I really recommend clicker training in this case because it is so much fun for the dog to learn that way. Once she associates the clicker with yummy treats, just click her whenever she comes to you or click her while you bet her. It's a really good way to communicate with her exactly what you like& want.


----------



## GoldenJoyx'stwo (Feb 25, 2007)

She's adorable! My first thought was keeping her on the end of the leash so she has an open invitation to spend more time with you.


----------



## Bailey & Charlies Mom (Jan 27, 2009)

First off, what a cutie! My Bailey was very shy and kept to herself when I brought her home too. I'll never forget the look of fear on her face when the breeder gave her to me. As soon as I got her home I spent alot of time on the floor with her just talking to her and playing with her toys. I also hand feed her for a few weeks. I took her everywhere to meet new people. She came around slowly and became a very outgoing and loving adult dog. Some just need more time than others. Best of luck


----------



## fostermom (Sep 6, 2007)

It could be that she is mellow, but it could also be that she really missed out on socialization with people.

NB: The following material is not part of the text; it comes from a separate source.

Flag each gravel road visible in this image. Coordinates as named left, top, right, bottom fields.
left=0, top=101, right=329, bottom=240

A lot of what you are describing (falling asleep in the shopping cart, acting really mellow in class) could actually be her shutting down because she is so overwhelmed. I have had several foster puppies who acted that way, and the one I have now is an extreme case.

I disagree with keeping her away from your other dog. A puppy that is undersocialized take a lot of their cues from other dogs. You need to make sure that you give your dog a lot of love and affection in front of the puppy, make being around you the best thing in the whole world for your other dog. The puppy will follow. See how the puppy reacts when you take her to the petstore when you have your dog with you. I think you will see that she is braver and won't go to sleep to keep the bad things away. 

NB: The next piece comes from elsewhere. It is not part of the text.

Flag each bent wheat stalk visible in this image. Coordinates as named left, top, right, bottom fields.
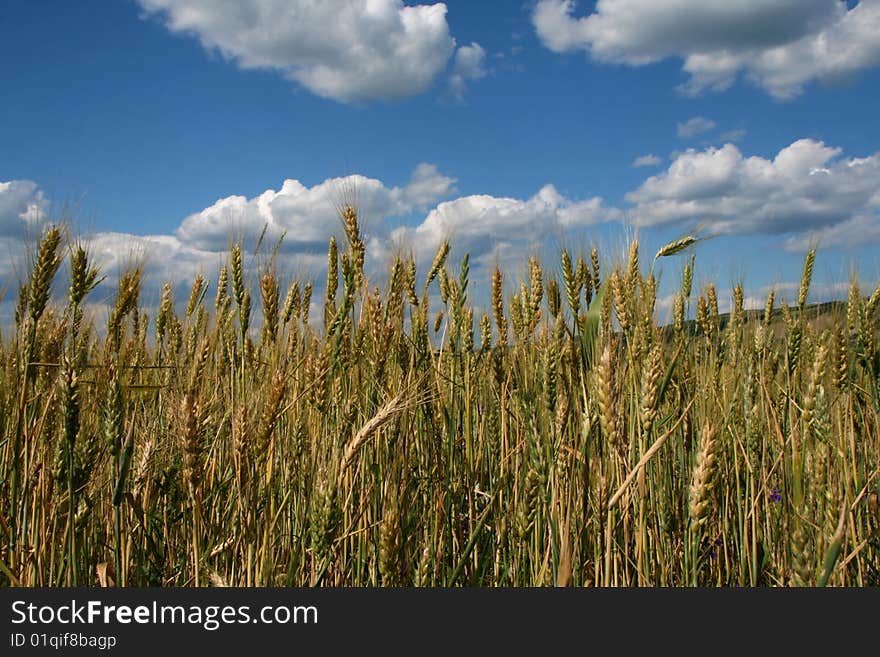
left=337, top=392, right=407, bottom=487
left=607, top=399, right=695, bottom=510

I take my foster puppy to work with me a couple of times a week. Fortunately, the majority of my coworkers are dog lovers and will come to my office to give him treats. When I bring Jasper along with the puppy, the puppy will actually approach my coworkers because Jasper does.


----------



## Lucky's mom (Nov 4, 2005)

Lucky was an excessive play-biter (we couldn't touch him), chewed anything within reach and was in general destructive. But he didnt seem particularly "people-loving" and didn't even like to be petted or cuddled. I tell ya...he didn't seem like a "normal' puppy to me either. 

Lucky didn't have a fenced yard to run in so he was always on leash. Any interaction had to be with us. We had no dogs to play with. I think if he had a dog to run around with...he would have been much more calm and tired.

His personality really did change with maturity...he's the classic lovable, huggable, people loving dog now. He was about 7 or 8 months when I started to see changes. Don't know how "normal" that is...but he sure is my lovie, dovie now.

In my opinion, I think a month is just too short of time to really acertain your pups personality. 

She sure is adorable!!!!!


----------



## bwoz (Jul 12, 2007)

She's adorable. I had a very fearful shepherd pup and I know how frustrating it can be. I'd suggest tethering her to you and just go on with your normal activities in the house. Crate her when you go out. Hand feed her meals and give her yummy treats. And just do what you're doing, love her and be kind and gentle. You ruled out the health part, so she just may be very shy. You could ask the advice of positive based trainers if possible. Good luck to you and keep us posted.


----------